The Merritt, B.C., golfer is, after all, in the hunt for a PGA Tour card with 135 players vying for 25 passes. If he plays well over those four starts, he’ll head back to the big leagues where he played in 2015.

But there are a few other pressing matters on his plate as well. For example, he’s scheduled for an interview with U.S. Immigration to get a green card that will allow him to continue working south of the border. That meeting is set for the Tuesday of the tour final and can’t be re-scheduled.

There’s also the fact that his wife, Casey, is about to give birth to the couple’s first child. She’s 37 weeks along, meaning she’s just three weeks shy of full term and the arrival of a baby girl.

And if that wasn’t enough stress on Sloan, consider where he and his wife now reside.


While Sloan tries to focus on hitting fairways and sinking putts, his attention is rightly aimed at his pregnant wife who is in a city that was hammered by Hurricane Harvey.

“It sucks,” he summed up. “You feel helpless.”

Sloan was playing in the last Tour event in Portland, Ore., when the storm hit Houston and, with the local airports closed, he had no way to get home.

Luckily, for the 30-year-old, his house remains dry although his wife has relocated several times since the hurricane first hit on Friday.

“She went to a friend’s house to be around people,” he related. “She barely made it out of the neighbourhood before the streets flooded over. There was two to three feet of flooding on our streets.”

A few days later, however, with the water levels continuing to rise, Casey left again ahead of flash floods, this time to her sister’s house, which is out of the affected area.

The section of Houston where the Sloans live received 35.5 inches of rain in five days. Some parts of the Texas city have had more than 50 and, Sloan said, the golf course where he plays and practices is currently under 15 feet of water.

With all the rain clouds, if would be easy to see nothing but negativity.
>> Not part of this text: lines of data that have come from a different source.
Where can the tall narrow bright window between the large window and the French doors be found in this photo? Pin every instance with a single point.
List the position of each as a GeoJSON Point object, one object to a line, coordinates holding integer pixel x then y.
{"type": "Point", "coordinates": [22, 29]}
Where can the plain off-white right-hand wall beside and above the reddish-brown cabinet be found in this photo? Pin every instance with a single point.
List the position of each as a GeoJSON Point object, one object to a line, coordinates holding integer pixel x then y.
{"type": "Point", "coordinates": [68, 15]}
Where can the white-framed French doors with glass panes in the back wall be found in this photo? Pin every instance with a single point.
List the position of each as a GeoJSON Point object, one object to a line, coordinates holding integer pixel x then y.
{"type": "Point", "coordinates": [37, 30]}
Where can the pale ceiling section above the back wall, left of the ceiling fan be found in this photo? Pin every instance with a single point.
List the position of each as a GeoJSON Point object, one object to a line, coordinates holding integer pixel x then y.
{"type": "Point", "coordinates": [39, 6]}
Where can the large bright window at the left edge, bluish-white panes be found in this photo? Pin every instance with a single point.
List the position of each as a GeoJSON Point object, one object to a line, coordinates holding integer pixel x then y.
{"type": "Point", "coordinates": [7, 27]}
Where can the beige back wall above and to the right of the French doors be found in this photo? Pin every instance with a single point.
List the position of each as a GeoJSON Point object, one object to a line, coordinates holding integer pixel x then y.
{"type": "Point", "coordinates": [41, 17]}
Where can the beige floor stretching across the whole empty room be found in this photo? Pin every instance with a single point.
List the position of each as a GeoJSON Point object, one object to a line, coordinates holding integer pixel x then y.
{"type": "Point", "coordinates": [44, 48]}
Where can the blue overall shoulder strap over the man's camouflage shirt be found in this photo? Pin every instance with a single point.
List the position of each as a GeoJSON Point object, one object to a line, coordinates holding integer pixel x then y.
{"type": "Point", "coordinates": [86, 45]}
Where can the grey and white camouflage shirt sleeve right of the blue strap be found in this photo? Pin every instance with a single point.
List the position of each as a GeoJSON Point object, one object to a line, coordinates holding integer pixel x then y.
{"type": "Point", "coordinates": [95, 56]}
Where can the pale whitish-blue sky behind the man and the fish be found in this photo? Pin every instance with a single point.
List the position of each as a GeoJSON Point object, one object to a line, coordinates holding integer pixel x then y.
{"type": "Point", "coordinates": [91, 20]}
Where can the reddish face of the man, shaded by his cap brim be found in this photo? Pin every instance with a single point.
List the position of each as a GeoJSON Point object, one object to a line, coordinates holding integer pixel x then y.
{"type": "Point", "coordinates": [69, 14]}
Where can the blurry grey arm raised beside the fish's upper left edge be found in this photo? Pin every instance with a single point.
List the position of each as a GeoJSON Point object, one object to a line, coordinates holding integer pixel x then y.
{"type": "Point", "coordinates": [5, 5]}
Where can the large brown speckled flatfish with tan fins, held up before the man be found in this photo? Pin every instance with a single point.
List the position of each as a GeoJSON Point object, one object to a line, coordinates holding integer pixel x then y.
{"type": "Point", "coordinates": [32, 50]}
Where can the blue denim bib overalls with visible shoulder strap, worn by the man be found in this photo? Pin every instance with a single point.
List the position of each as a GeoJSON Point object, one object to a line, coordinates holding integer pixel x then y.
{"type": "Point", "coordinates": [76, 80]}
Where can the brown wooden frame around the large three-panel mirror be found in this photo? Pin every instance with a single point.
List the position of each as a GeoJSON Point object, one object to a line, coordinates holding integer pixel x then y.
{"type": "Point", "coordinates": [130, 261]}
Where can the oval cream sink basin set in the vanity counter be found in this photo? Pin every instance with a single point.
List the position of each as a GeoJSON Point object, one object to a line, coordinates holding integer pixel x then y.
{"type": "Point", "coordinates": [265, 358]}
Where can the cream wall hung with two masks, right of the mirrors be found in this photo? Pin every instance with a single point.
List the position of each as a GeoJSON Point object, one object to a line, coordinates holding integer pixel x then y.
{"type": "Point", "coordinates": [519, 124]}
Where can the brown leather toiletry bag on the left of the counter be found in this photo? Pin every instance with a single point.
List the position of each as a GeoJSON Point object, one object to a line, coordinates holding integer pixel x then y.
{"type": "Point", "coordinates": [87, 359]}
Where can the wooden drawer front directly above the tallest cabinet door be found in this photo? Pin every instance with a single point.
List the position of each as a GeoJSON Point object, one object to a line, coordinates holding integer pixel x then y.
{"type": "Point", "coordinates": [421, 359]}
Not Sloan. He can still see a silver lining in a city that is clearly devastated.

“The neat part of it is you watch the news coverage and you see the people from Houston and surrounding areas offering help,” he said.

“They’re donating food and donating clothes. It so encouraging to see humanity at its finest at times like this.”

Without any real way of helping first-hand, Sloan is trying to focus on his job and earning his way back to the PGA Tour. He ended the season in 53rd spot on the Tour’s money list, posting three top 10s in 19 starts.

“This is going to be my fourth trip through these finals, so I’m totally aware of the pressure that goes with it,” he said. “I think, at this point, it’s just about playing golf. You get to be disciplined and focus on each shot. I know that’s cliché, but you just have to ignore the fact there’s a PGA Tour card at stake.

“I’m confident that if I just play my golf, at the end of four tournaments we’re going to be right where we need to be.”

Sloan has always been a guy focused on the positive and seeing good things even when those around him might not, golf or otherwise. This current situation might test the will of anyone, but he looks at it from a different side.

“There are plenty of things to distract me from getting a PGA Tour card,” he stated, “but at the same time a lot of things that motivate me to play really good golf.”

If he can somehow manage to be there for the arrival of his baby girl, go back to an intact home and be successful in getting his green card, then putting a golf ball into a hole should be no problem whatsoever.